テクニカルレポート

マレーシア現地法人設立の背景

その他

JCU MALAYSIA SDN. BHD. 王 依緋 Ihi OH

 当社マレーシア現地法人は、2022年9月末に会社登録をしてから、早1年以上が経ちました。現地法人の所在地であるケダ州は、マレーシアを構成する13州のうちの一つであり、マレー半島の北西、マラッカ海峡に面しています。マラッカ海峡を隔てた隣にペナン島を中心とするペナン州があり、ほとんどの外国籍企業の駐在員がペナン島に居住しています。
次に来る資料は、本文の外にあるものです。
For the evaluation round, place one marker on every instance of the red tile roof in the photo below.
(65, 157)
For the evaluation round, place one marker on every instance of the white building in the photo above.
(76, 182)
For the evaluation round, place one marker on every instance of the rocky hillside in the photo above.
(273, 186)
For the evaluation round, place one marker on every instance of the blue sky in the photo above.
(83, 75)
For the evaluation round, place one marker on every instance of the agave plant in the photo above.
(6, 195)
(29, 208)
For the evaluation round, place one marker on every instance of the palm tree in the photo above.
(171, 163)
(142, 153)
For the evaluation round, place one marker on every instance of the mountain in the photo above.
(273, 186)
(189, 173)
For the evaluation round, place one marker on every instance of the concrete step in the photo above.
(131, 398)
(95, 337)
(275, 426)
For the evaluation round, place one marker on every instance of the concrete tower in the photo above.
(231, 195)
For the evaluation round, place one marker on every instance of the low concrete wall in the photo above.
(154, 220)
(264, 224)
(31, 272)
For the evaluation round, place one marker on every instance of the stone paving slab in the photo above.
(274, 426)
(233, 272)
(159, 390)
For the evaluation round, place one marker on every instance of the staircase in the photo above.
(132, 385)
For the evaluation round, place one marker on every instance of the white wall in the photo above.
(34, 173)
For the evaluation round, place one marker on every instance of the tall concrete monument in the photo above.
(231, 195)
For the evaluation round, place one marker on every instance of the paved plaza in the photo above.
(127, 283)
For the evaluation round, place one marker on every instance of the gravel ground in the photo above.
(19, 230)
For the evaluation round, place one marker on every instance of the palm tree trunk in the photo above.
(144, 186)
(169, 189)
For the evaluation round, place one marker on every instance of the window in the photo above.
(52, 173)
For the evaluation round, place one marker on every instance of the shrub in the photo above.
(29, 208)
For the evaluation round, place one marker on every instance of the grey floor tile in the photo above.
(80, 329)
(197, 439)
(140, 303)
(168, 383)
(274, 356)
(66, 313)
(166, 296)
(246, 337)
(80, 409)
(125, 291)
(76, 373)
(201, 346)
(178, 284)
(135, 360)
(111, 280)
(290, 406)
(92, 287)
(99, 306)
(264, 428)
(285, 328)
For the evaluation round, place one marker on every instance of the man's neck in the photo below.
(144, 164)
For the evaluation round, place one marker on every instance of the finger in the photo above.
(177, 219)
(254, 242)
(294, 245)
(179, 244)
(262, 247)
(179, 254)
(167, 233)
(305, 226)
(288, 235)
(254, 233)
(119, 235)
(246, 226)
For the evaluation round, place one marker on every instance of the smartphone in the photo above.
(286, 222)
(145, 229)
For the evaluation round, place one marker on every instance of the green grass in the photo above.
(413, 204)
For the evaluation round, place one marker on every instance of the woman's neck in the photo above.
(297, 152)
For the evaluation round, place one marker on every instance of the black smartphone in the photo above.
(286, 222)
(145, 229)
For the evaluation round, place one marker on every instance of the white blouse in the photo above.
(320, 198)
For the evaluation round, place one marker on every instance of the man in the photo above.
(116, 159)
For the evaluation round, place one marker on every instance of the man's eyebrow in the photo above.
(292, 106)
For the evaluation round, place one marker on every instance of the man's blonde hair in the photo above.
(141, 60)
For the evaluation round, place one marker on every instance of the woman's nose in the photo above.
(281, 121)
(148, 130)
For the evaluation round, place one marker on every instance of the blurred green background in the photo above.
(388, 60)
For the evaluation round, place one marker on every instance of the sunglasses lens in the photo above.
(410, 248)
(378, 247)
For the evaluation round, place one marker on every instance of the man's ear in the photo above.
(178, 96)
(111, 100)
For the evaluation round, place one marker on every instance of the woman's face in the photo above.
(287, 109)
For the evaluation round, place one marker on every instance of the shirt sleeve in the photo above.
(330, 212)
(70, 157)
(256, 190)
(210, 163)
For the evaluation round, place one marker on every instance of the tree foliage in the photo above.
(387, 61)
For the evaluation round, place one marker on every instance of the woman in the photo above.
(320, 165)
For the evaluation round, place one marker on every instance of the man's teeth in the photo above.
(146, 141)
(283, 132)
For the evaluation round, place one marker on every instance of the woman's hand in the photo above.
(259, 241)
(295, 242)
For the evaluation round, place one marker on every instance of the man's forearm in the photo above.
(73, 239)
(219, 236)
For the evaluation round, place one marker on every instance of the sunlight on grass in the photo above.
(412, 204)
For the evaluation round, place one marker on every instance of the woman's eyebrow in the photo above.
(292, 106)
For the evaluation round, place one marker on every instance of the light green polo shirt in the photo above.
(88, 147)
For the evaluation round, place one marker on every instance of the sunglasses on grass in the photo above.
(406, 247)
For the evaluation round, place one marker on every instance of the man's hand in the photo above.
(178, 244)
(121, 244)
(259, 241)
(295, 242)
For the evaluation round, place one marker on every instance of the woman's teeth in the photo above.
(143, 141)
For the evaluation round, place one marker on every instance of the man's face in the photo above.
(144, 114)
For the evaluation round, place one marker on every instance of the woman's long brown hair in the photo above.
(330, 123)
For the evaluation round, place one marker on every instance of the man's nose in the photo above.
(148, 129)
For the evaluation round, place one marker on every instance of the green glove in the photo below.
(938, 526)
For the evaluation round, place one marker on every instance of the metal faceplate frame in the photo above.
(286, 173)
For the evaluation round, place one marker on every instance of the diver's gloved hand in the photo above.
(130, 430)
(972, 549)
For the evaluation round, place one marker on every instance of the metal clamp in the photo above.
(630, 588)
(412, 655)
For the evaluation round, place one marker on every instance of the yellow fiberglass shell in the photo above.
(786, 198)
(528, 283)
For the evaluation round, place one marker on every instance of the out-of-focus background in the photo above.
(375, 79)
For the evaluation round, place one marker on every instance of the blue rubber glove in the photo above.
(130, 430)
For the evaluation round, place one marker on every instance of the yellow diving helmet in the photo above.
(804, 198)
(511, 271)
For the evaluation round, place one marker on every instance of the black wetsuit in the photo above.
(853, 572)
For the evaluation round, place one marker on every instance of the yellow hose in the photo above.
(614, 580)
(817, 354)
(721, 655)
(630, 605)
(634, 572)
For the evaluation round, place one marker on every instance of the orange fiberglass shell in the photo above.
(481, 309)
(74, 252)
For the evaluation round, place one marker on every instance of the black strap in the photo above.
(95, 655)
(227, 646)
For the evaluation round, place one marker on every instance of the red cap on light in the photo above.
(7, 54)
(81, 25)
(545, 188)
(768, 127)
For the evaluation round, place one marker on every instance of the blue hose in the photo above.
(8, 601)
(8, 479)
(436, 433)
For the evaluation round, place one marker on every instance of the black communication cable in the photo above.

今回は、当社が現地法人を設立するに至った背景と合わせて、近年ケダ州、ペナン州をマレーシアの電子産業にとって必要不可欠な地域に押し上げた、地理的優位性、安価かつ安定したインフラ環境、高い語学力を持つ人材をご紹介します。
 まず地理的優位性として、ケダ州とペナン州は空・海・陸ともに東南アジアにおける輸送の中心点に位置しています。海運では18世紀から交易が盛んであった歴史あるペナン港、空運では工業団地に隣接するペナン国際空港、陸運ではマレー半島を縦に結ぶマレーシア最長の高速道路が物流上の大動脈となって主要な産業地域を結んでおり、ケダ州からタイの国境までは車で2時間の距離です。日本人駐在員にとっては道路が日本と同じ右ハンドルで左側通行であることから、自ら運転して通勤できる数少ない国として人気を集めています。
 次にインフラ環境について、マレーシアは産油国であり、輸送に欠かせないガソリン価格は日本の3分の1程度で、どこのガソリンスタンドでも一律の価格で供給されています。また、製造に多く使用する電力・水は豊富に備えがあり、工業団地では停電停水はほとんどありません。通信面では、SIMフリーのプリペイド方式の携帯電話が一般的で、通信価格が安価なため外国人居住者も非常に便利に使用できます。
 3つ目の人材については、マレーシアはイギリスの植民地化にあった歴史から、母国語のマレー語が公用語、英語が準公用語として使用されています。ビジネスでは英語が公用語で、ペナン州は中華系も多く、中国語も加えて多くの人が3ヵ国以上の言語を話します。また多民族国家であり、イスラム教、仏教、ヒンドゥー教、キリスト教など様々な宗教が共存し、互いの文化を理解し、多国籍企業にとっては理想的な人材の宝庫です。
 さて、当社グループは、お客さまの近くに拠点を設け、手厚いサポートを行うことが創業以来一貫したビジネスモデルであります。豊富な経験と技術知識を持つ技術営業部隊と、総合研究所の開発部隊との連携が確立しており、お客さまの生産過程で不具合やトラブル発生時にはすぐに駆けつけます。24時間稼働するお客さまの生産ラインが止まることのないよう、現場の問題を解決する技術サポート体制は当社の大きな強みの一つであり、東南アジアはこれまでタイ、ベトナム、インドネシアに拠点を設けています。マレーシアは2018年以降の米中貿易摩擦に起因する一国集中リスクを回避するための戦略拠点として、世界中の電子関連企業がケダ州、ペナン州で投資・拡張を加速させており、市場拡大の可能性が非常に高いこの地域に当社が進出したことは、必然的であったと言えます。マレーシアにおいても技術サポート体制をしっかり整え、日本および他現地法人と密に連携を取りながら、お客さまと共に電子産業の発展に貢献してまいる所存です。ステークホルダーの皆さまにおかれましては、ペナン周辺までお越しの際は、ぜひ当現地法人にもお立ち寄りいただけることを心待ちにしております。